Personal information
- Full name: Nayadet Zulema López Opazo
- Date of birth: 5 August 1994 (age 31)
- Place of birth: Manises, Spain
- Height: 1.63 m (5 ft 4 in)
- Position: Midfielder

Team information
- Current team: Alavés Gloriosas
- Number: 6

Senior career*
- Years: Team / Apps / (Gls)
- 2009–2010: Valencia B
- 2010–2013: Valencia / 36 / (0)
- 2013: Hércules
- 2013–2016: Sporting Plaza de Argel
- 2016–2021: Santa Teresa / 87+ / (1+)
- 2021–2024: Espanyol / 58 / (5)
- 2024–: Alavés Gloriosas / 0 / (0)

International career^{‡}
- 2019–: Chile / 19 / (0)

= Nayadet López =

Chilean footballer (born 1994)

Nayadet Zulema López Opazo (born 5 August 1994) is a footballer who plays as a midfielder for Alavés Gloriosas. Born and raised in Spain to a Spanish father and a Chilean mother, she plays for the Chile women's national team.

==Club career==
López made her debut for Valencia B in 2009, at age 15. She was promoted to the first team in 2010, making her Primera División debut on 20 September. On 24 January 2013, she left Valencia due to discrepancies with the coach. She was signed by Segunda División club Hércules shortly after, being presented on February 15. The team was renamed back as Sporting Plaza de Argel a few months later, where López remained until 2016. She joined Santa Teresa in the 2016 summer. She suffered a ruptured anterior cruciate ligament during a training on 6 December 2016, receiving medical discharge on 14 June 2017.

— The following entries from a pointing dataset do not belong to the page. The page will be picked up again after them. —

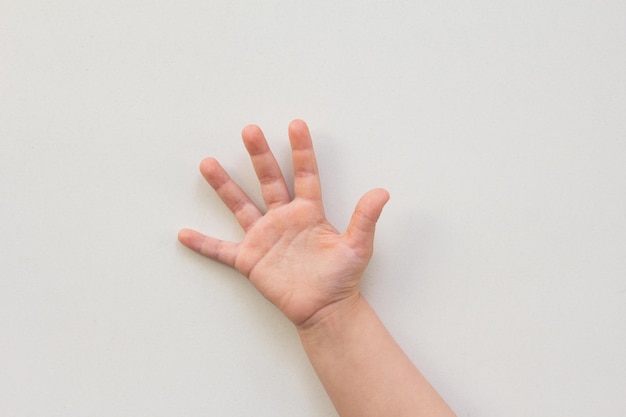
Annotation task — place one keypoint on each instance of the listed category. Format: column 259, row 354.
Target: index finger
column 306, row 176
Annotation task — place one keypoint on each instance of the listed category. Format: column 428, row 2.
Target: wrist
column 332, row 316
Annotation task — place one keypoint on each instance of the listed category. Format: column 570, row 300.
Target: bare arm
column 311, row 272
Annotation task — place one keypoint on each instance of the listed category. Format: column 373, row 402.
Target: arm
column 311, row 272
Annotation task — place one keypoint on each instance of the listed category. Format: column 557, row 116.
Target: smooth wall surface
column 499, row 129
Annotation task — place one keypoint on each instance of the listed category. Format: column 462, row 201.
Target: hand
column 291, row 254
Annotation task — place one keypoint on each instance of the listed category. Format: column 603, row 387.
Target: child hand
column 291, row 254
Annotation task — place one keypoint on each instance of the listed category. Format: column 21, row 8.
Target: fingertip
column 383, row 194
column 250, row 130
column 183, row 236
column 208, row 165
column 298, row 126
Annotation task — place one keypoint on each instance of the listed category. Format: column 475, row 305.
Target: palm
column 291, row 254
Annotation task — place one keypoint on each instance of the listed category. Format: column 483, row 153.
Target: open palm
column 291, row 254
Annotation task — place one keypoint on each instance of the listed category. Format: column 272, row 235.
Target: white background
column 499, row 129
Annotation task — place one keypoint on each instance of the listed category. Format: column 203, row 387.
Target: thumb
column 363, row 222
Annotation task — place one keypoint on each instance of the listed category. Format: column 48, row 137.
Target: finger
column 306, row 176
column 222, row 251
column 363, row 222
column 273, row 186
column 231, row 194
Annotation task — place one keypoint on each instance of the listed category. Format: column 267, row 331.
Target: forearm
column 363, row 369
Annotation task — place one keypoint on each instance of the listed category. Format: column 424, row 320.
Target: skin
column 311, row 272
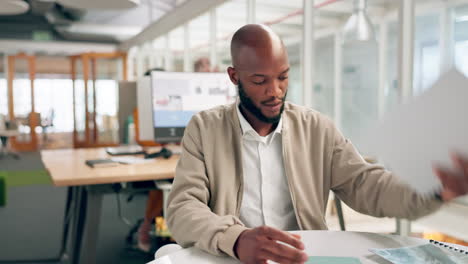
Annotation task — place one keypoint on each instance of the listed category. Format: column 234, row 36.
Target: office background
column 52, row 47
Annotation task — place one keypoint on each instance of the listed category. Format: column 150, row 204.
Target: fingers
column 282, row 236
column 281, row 253
column 452, row 187
column 460, row 163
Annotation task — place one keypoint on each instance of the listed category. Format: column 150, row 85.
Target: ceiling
column 50, row 20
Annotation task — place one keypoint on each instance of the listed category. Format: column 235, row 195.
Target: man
column 250, row 171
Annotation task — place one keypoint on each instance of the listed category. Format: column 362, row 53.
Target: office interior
column 67, row 65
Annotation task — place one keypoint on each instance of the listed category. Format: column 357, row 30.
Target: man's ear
column 233, row 75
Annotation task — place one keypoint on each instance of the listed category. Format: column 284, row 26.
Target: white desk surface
column 317, row 243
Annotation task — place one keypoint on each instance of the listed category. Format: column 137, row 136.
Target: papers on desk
column 423, row 254
column 131, row 160
column 332, row 260
column 422, row 133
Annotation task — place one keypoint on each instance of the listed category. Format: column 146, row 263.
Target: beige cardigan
column 203, row 206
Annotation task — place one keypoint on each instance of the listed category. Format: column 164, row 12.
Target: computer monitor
column 177, row 96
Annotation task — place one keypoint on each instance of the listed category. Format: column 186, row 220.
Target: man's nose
column 274, row 89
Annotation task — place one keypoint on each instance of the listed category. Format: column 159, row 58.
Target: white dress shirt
column 266, row 198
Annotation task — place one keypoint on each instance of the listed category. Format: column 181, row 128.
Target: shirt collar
column 246, row 128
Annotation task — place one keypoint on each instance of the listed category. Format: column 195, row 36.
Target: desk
column 5, row 135
column 87, row 187
column 317, row 243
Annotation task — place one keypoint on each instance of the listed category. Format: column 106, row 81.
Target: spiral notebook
column 435, row 252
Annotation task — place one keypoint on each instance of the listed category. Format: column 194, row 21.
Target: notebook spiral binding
column 440, row 244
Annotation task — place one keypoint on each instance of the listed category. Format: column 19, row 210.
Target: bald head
column 253, row 44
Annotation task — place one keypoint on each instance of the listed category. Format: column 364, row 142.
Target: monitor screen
column 177, row 96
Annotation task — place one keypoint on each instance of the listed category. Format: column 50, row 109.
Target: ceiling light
column 13, row 7
column 100, row 4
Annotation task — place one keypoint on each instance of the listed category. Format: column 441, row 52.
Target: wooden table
column 67, row 168
column 86, row 189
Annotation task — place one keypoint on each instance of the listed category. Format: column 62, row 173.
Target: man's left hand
column 455, row 183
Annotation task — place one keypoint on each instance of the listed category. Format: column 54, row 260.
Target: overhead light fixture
column 100, row 4
column 13, row 7
column 359, row 28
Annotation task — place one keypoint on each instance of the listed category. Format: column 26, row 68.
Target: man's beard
column 248, row 104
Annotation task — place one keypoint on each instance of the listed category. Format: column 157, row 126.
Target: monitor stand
column 164, row 152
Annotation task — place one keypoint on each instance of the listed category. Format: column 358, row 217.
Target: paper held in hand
column 423, row 132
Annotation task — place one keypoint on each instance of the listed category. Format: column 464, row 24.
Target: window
column 3, row 96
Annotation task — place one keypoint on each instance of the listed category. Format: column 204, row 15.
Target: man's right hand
column 261, row 244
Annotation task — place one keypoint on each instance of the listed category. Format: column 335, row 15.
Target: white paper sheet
column 423, row 132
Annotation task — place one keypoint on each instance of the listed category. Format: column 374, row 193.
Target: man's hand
column 261, row 244
column 455, row 183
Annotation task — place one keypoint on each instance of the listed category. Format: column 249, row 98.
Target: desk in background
column 87, row 187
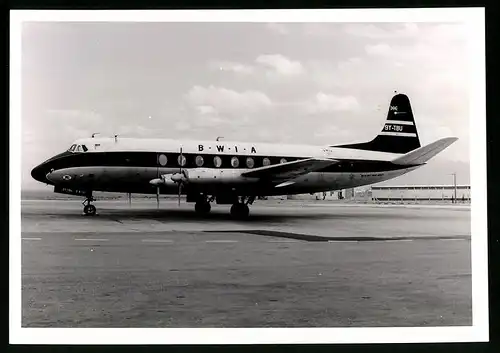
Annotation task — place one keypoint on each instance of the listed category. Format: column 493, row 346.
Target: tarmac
column 291, row 264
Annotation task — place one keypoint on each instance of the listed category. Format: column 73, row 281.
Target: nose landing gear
column 202, row 206
column 88, row 208
column 240, row 210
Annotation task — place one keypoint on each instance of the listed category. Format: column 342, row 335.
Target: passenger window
column 181, row 160
column 199, row 161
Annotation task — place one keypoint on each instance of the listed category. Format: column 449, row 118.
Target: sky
column 305, row 83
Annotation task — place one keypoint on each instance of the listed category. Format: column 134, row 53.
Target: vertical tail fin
column 399, row 134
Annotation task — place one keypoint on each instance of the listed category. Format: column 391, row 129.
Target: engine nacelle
column 216, row 176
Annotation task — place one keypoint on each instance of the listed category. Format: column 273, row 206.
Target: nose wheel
column 202, row 206
column 89, row 209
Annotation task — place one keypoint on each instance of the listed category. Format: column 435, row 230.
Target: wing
column 289, row 170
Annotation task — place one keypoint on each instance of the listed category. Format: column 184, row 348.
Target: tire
column 90, row 210
column 239, row 211
column 202, row 207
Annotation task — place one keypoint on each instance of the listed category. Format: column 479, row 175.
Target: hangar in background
column 424, row 192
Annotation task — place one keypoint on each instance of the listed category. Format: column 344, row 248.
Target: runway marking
column 90, row 239
column 221, row 241
column 157, row 241
column 395, row 240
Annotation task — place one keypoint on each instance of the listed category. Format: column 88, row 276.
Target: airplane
column 236, row 173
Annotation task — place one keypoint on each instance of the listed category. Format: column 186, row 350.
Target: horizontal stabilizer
column 423, row 154
column 289, row 170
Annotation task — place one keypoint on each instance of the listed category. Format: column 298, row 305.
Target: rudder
column 399, row 134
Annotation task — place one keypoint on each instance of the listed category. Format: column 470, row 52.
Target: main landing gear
column 240, row 210
column 202, row 206
column 89, row 209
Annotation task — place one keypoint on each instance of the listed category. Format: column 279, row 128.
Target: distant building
column 417, row 192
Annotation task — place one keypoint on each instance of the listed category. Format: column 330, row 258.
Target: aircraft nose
column 38, row 173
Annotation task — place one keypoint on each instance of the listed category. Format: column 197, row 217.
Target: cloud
column 324, row 103
column 281, row 64
column 278, row 28
column 381, row 49
column 226, row 101
column 235, row 67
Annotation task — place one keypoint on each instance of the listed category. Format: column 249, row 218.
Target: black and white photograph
column 320, row 173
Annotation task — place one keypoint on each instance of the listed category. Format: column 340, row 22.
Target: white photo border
column 478, row 332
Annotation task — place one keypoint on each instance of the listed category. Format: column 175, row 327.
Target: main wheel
column 240, row 211
column 90, row 210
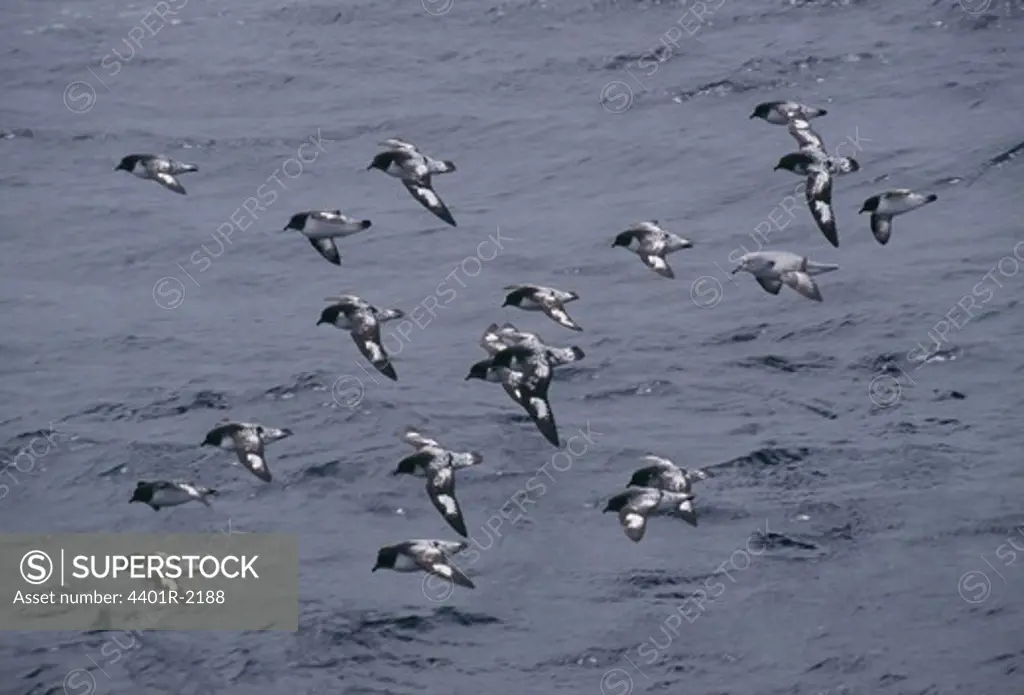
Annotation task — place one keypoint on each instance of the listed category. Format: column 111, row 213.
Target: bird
column 159, row 493
column 651, row 244
column 665, row 475
column 428, row 556
column 247, row 441
column 773, row 268
column 540, row 298
column 157, row 168
column 780, row 113
column 509, row 379
column 433, row 166
column 323, row 226
column 404, row 162
column 496, row 338
column 361, row 320
column 636, row 504
column 811, row 143
column 886, row 206
column 336, row 317
column 817, row 191
column 438, row 466
column 530, row 388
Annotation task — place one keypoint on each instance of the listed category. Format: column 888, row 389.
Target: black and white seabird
column 651, row 244
column 404, row 162
column 811, row 143
column 886, row 206
column 323, row 226
column 438, row 466
column 529, row 389
column 773, row 268
column 780, row 113
column 433, row 166
column 665, row 475
column 159, row 493
column 247, row 441
column 157, row 168
column 497, row 338
column 363, row 320
column 635, row 505
column 540, row 298
column 424, row 556
column 817, row 190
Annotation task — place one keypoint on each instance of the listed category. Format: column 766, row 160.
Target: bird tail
column 820, row 267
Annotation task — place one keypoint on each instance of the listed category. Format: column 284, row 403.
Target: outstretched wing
column 327, row 249
column 425, row 196
column 819, row 201
column 367, row 335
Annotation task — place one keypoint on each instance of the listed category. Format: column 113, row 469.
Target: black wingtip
column 460, row 526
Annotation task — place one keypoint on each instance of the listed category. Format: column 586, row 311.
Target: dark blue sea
column 863, row 531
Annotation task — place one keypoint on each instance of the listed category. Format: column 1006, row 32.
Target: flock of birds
column 519, row 360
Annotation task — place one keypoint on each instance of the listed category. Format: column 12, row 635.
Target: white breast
column 403, row 563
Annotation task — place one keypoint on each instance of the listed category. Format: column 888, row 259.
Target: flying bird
column 780, row 113
column 247, row 441
column 323, row 226
column 438, row 466
column 651, row 244
column 530, row 389
column 886, row 206
column 157, row 168
column 634, row 506
column 496, row 338
column 665, row 475
column 161, row 493
column 539, row 298
column 774, row 268
column 817, row 190
column 402, row 161
column 363, row 320
column 432, row 557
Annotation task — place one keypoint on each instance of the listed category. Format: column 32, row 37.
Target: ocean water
column 857, row 534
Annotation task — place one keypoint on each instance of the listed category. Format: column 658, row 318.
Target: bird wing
column 425, row 196
column 168, row 181
column 249, row 448
column 819, row 200
column 803, row 284
column 882, row 226
column 327, row 249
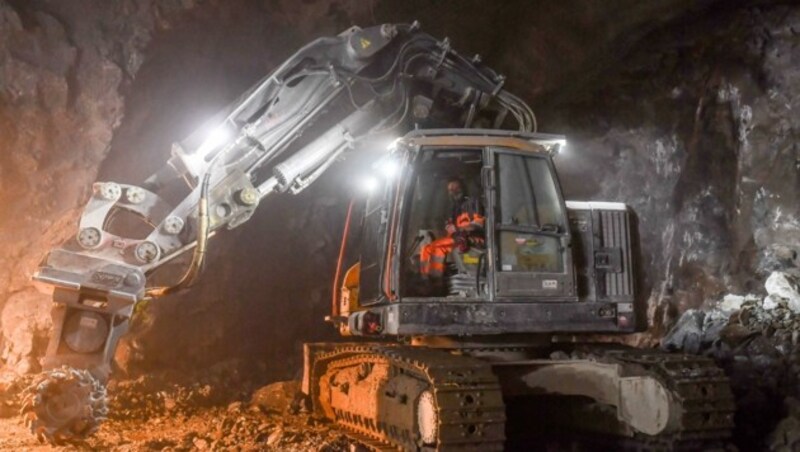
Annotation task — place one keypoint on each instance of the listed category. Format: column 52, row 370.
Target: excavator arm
column 278, row 137
column 322, row 103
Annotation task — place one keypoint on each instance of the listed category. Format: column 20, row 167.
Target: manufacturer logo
column 106, row 279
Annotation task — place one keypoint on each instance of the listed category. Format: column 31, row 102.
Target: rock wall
column 696, row 129
column 681, row 108
column 63, row 68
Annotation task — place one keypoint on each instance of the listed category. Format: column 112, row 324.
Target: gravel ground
column 157, row 413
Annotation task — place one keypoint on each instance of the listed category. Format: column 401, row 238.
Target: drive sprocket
column 64, row 405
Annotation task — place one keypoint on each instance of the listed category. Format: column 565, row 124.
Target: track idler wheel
column 64, row 405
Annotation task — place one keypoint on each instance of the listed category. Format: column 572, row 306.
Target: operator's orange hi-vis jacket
column 467, row 219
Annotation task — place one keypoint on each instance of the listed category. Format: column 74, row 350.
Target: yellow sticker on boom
column 470, row 260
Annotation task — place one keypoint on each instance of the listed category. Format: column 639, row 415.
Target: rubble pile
column 757, row 341
column 212, row 410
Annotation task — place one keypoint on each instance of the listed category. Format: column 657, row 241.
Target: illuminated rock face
column 691, row 124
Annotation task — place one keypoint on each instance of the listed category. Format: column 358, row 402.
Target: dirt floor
column 168, row 414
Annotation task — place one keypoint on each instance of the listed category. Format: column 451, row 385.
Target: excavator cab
column 542, row 265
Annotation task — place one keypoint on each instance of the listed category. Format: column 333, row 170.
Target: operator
column 464, row 229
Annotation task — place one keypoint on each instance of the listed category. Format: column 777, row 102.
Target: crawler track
column 373, row 391
column 469, row 409
column 704, row 393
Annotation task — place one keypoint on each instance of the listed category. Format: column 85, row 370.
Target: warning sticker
column 89, row 322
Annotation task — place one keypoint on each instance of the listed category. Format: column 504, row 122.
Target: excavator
column 425, row 366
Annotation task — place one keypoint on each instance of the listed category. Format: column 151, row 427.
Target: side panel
column 603, row 249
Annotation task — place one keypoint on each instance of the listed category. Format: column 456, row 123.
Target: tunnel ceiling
column 679, row 108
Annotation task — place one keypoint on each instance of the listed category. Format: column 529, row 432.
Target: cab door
column 533, row 259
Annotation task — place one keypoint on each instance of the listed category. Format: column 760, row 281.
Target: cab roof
column 532, row 142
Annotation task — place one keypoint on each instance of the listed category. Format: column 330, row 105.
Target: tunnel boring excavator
column 433, row 362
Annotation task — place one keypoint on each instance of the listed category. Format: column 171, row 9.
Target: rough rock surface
column 758, row 345
column 683, row 109
column 695, row 129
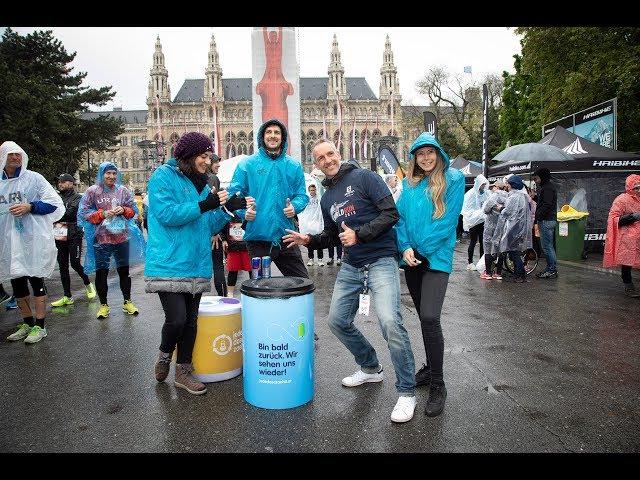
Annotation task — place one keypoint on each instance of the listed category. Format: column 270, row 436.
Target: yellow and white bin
column 217, row 353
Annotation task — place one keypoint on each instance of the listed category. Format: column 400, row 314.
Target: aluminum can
column 256, row 264
column 266, row 267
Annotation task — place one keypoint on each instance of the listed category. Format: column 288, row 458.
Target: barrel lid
column 214, row 305
column 277, row 287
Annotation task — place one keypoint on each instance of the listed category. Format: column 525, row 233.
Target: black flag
column 388, row 161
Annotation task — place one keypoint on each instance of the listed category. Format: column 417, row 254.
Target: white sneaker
column 360, row 377
column 403, row 411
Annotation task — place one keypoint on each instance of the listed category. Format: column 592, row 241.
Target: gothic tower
column 213, row 74
column 159, row 82
column 336, row 84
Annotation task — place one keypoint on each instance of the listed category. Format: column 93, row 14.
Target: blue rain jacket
column 432, row 238
column 179, row 235
column 270, row 181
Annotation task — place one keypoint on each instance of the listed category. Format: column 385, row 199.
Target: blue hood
column 285, row 136
column 426, row 139
column 104, row 166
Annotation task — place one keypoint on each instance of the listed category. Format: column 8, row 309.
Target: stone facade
column 192, row 110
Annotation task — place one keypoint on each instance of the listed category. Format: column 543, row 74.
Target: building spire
column 159, row 81
column 213, row 73
column 336, row 84
column 389, row 83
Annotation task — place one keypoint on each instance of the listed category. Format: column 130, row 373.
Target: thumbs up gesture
column 348, row 236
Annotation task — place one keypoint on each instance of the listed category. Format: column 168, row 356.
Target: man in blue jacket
column 358, row 204
column 276, row 182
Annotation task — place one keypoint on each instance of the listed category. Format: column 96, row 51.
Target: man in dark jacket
column 546, row 211
column 359, row 212
column 69, row 241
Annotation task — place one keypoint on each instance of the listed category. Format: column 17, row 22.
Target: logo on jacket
column 341, row 209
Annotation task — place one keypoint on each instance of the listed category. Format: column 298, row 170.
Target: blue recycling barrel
column 277, row 341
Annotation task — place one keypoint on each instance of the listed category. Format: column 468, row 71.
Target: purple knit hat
column 191, row 145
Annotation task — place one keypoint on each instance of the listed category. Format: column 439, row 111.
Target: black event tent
column 469, row 168
column 594, row 172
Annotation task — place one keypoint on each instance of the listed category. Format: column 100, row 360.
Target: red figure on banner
column 274, row 88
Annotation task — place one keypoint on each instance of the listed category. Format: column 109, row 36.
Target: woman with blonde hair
column 429, row 207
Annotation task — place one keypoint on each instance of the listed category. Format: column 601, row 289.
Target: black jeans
column 101, row 283
column 475, row 235
column 180, row 324
column 70, row 251
column 625, row 271
column 288, row 260
column 427, row 291
column 217, row 256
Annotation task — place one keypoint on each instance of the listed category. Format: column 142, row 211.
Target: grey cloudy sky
column 122, row 57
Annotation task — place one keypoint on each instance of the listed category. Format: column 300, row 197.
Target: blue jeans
column 547, row 233
column 384, row 288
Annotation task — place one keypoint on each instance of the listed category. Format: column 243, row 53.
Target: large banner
column 598, row 124
column 276, row 85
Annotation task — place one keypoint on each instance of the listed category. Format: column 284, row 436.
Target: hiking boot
column 403, row 411
column 36, row 334
column 22, row 332
column 435, row 404
column 91, row 291
column 423, row 376
column 103, row 311
column 185, row 380
column 548, row 274
column 359, row 377
column 62, row 302
column 129, row 307
column 630, row 290
column 162, row 366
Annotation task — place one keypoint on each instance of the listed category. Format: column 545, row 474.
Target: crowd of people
column 376, row 226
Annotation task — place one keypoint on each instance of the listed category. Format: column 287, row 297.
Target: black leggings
column 217, row 257
column 488, row 262
column 427, row 291
column 180, row 324
column 21, row 288
column 101, row 283
column 475, row 234
column 70, row 251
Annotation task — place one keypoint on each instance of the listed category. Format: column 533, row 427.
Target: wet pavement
column 546, row 366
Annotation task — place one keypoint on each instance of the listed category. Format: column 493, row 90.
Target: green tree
column 562, row 70
column 41, row 102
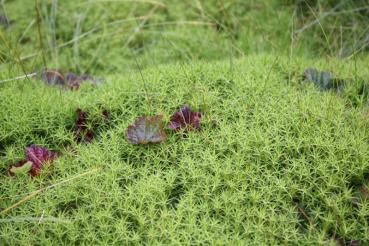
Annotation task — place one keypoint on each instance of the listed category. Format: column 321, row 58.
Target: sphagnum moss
column 267, row 150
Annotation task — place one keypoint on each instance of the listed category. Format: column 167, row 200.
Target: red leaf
column 146, row 129
column 185, row 119
column 38, row 156
column 53, row 76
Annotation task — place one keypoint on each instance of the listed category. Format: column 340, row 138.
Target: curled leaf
column 323, row 79
column 23, row 167
column 36, row 157
column 185, row 119
column 146, row 129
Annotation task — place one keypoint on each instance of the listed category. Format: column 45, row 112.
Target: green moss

In the second half of 2024, she joined Alavés Gloriosas.

==International career==
Due to her birthplace and her background, López was eligible to play for Spain or Chile. She chose the latter and was called up for the first time in October 2019. She made her debut on 6 October 2019.

==Personal life==
López was born to a Chilean mother and a Spanish father in Manises, Spain in 1994. She noticed that she could play for Chile through a journalist in Valencia. So, she started the naturalization process in 2018, what finished in 2019, but she couldn't take part in the squad for the 2019 World Cup due to the closeness with the start of it.